The Public Company Accounting Oversight Board (PCAOB) has censured a small California accounting firm for failing to take action after one of the firm’s clients issued an annual report that appeared to be, but was not, audited.
Reuben E. Price & Co., which has only one office in San Francisco, agreed to the censure order. It neither admitted nor denied the PCAOB’s findings, which stemmed from its work with Universal Communication Systems Inc., a Nevada corporation headquartered in Miami Beach that develops and markets solar energy systems. Universal is listed on the OTC Bulletin Board and the Pink Sheets.
According to the PCAOB’s complaint, on Jan. 13, 2004, Universal filed its 2003 annual report, and included with it a document that it claimed was an audit report issued by Price.
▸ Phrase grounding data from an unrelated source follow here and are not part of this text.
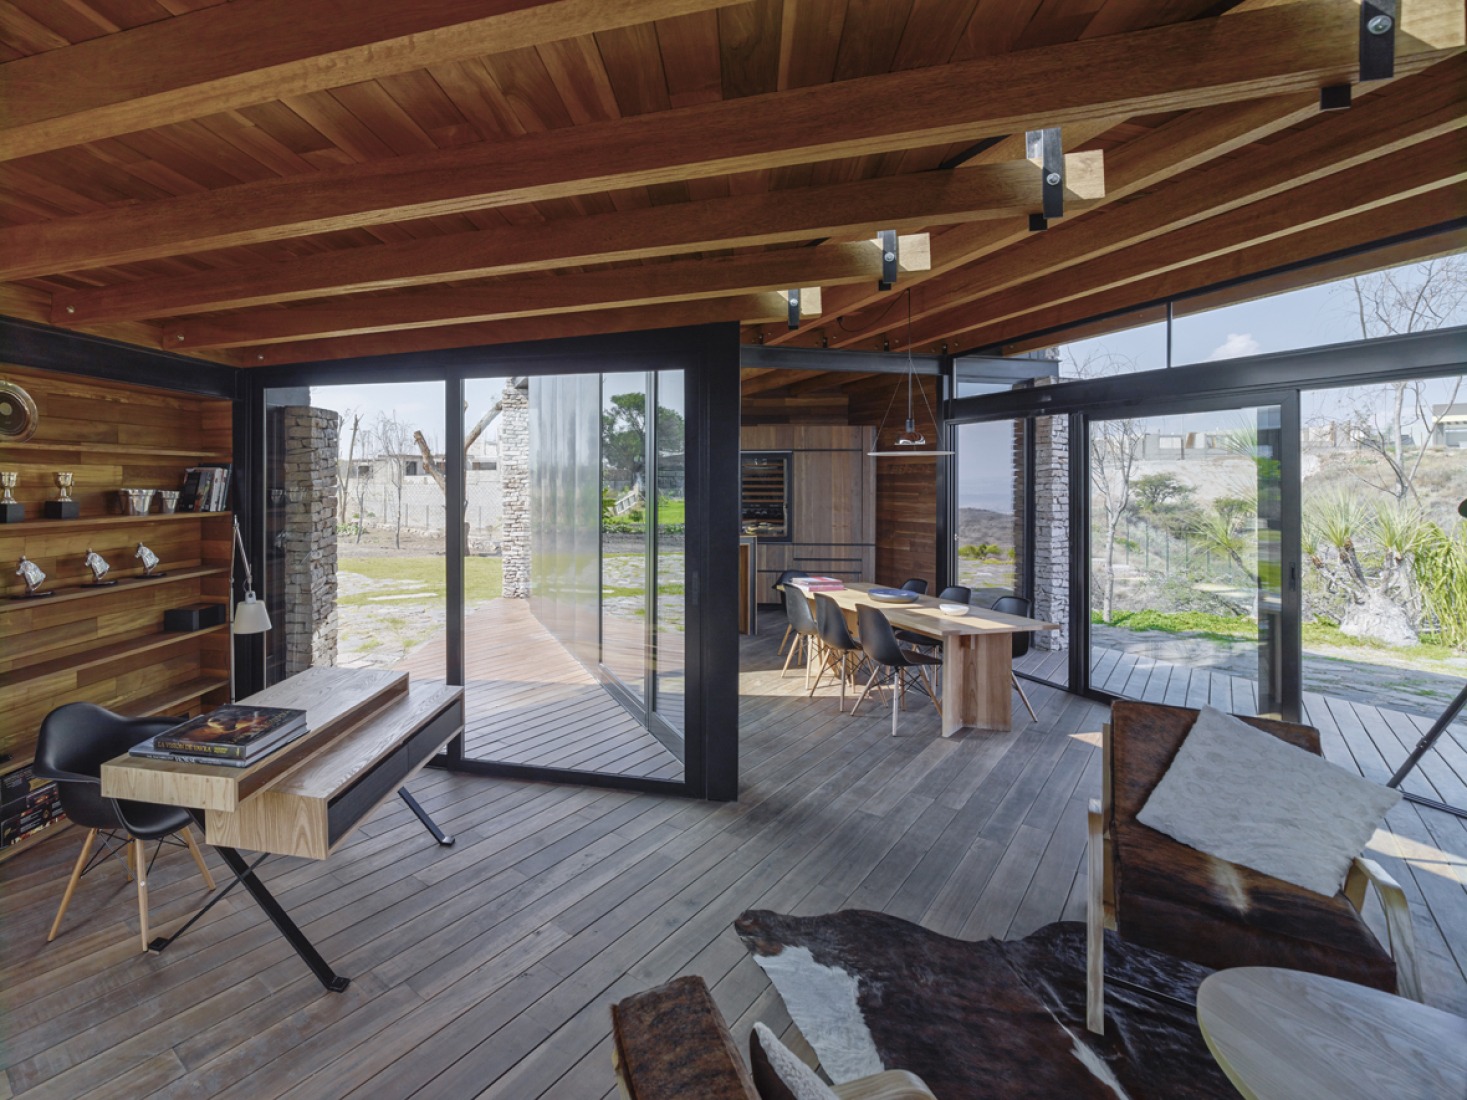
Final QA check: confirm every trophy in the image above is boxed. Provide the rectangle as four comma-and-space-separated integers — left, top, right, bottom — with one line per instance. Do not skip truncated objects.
135, 542, 167, 578
83, 547, 117, 587
0, 471, 20, 523
45, 471, 78, 519
14, 555, 53, 599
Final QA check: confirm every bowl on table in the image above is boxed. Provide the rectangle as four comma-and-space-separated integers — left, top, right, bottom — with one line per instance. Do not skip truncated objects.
940, 603, 969, 616
867, 588, 920, 604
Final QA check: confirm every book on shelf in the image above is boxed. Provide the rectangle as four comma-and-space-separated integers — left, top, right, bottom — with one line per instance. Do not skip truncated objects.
149, 703, 308, 760
178, 464, 231, 513
127, 741, 259, 768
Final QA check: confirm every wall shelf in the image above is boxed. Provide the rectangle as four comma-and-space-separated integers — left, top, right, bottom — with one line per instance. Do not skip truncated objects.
0, 441, 230, 460
1, 624, 229, 691
0, 510, 229, 534
0, 567, 227, 614
121, 676, 232, 719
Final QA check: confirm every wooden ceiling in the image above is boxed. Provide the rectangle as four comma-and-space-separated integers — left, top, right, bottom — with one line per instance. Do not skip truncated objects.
0, 0, 1462, 369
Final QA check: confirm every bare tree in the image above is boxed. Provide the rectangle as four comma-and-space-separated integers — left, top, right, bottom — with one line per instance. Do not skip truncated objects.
1090, 416, 1145, 622
1337, 257, 1467, 501
349, 426, 376, 544
339, 409, 363, 523
376, 412, 414, 549
412, 394, 509, 493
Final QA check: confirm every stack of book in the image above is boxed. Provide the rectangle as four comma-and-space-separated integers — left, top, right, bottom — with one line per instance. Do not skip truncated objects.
130, 704, 309, 769
2, 765, 63, 848
793, 575, 845, 592
179, 464, 232, 513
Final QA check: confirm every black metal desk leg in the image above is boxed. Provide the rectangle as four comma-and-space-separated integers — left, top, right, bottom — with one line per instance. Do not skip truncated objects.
214, 846, 350, 993
399, 787, 455, 845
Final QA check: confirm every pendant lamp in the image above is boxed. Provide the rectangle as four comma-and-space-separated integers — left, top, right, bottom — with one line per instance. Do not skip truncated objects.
868, 289, 953, 458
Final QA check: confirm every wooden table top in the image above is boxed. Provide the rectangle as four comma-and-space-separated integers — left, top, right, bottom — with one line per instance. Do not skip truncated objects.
1197, 967, 1467, 1100
789, 580, 1059, 640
Although the accounting firm had provided Universal with a draft audit report, it had not completed the audit, according to the PCAOB.
The accounting watchdog also asserted that on the same day, the accounting firm learned of the unauthorized use of its name, and notified the company’s management and board of directors.
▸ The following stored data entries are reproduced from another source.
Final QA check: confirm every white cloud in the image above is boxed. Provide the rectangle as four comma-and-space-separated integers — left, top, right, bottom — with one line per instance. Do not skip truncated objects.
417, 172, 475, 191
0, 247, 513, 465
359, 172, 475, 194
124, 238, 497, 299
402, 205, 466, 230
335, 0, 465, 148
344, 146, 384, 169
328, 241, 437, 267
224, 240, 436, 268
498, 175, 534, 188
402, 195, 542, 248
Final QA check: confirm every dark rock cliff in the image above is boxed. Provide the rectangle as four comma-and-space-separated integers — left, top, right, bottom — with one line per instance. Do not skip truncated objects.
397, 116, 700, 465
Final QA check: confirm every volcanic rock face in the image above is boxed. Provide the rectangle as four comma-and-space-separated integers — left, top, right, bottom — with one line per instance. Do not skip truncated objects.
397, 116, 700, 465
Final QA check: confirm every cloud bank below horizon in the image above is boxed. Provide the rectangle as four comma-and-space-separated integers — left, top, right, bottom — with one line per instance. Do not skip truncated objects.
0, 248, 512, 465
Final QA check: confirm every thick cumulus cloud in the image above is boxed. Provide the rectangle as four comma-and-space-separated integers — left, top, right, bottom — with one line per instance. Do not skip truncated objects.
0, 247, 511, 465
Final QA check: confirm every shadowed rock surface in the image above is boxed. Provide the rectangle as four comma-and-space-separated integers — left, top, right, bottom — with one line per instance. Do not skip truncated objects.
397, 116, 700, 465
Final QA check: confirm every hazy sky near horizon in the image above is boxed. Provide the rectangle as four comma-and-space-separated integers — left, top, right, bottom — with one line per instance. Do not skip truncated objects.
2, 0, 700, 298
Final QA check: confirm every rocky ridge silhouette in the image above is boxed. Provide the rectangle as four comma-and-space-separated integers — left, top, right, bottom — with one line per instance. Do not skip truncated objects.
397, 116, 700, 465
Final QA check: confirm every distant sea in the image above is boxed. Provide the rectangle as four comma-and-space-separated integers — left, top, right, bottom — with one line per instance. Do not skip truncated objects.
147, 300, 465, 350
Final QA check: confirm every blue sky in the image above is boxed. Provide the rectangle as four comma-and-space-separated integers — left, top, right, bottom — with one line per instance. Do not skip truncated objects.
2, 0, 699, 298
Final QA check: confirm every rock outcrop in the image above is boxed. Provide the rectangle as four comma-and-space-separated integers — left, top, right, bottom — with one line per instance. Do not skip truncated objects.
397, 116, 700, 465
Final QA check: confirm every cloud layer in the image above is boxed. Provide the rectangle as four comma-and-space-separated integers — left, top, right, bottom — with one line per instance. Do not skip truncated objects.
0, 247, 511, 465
According to the PCAOB, however, Universal’s management took no steps to correct the error, and Price did nothing further for 15 weeks. It was not until April 23, 2004 — when Price received notice that the PCAOB would be conducting an inspection — that the firm sent a letter formally notifying Universal that the audits of Universal’s financial statements had not been completed. The letter advised Universal not to rely on the draft audit report, and stated that Universal should notify the Securities and Exchange Commission. Price, noted the PCAOB, took action “only when prompted by the prospect of an imminent PCAOB inspection.”
On May 4, 2004, Universal filed an 8-K disclosing that the accounting firm was unwilling to be associated with the financial statements Universal filed back in January because it had not completed its audit procedures relating to those financial statements.
In its complaint, the PCAOB noted that auditors have a responsibility to make sure than any illegal act detected in the course of an audit is addressed by the company’s management or board. And if that act affects the financial statements, and neither company management nor its board responds, the audit firm must resign from the engagement or report its conclusions to the SEC.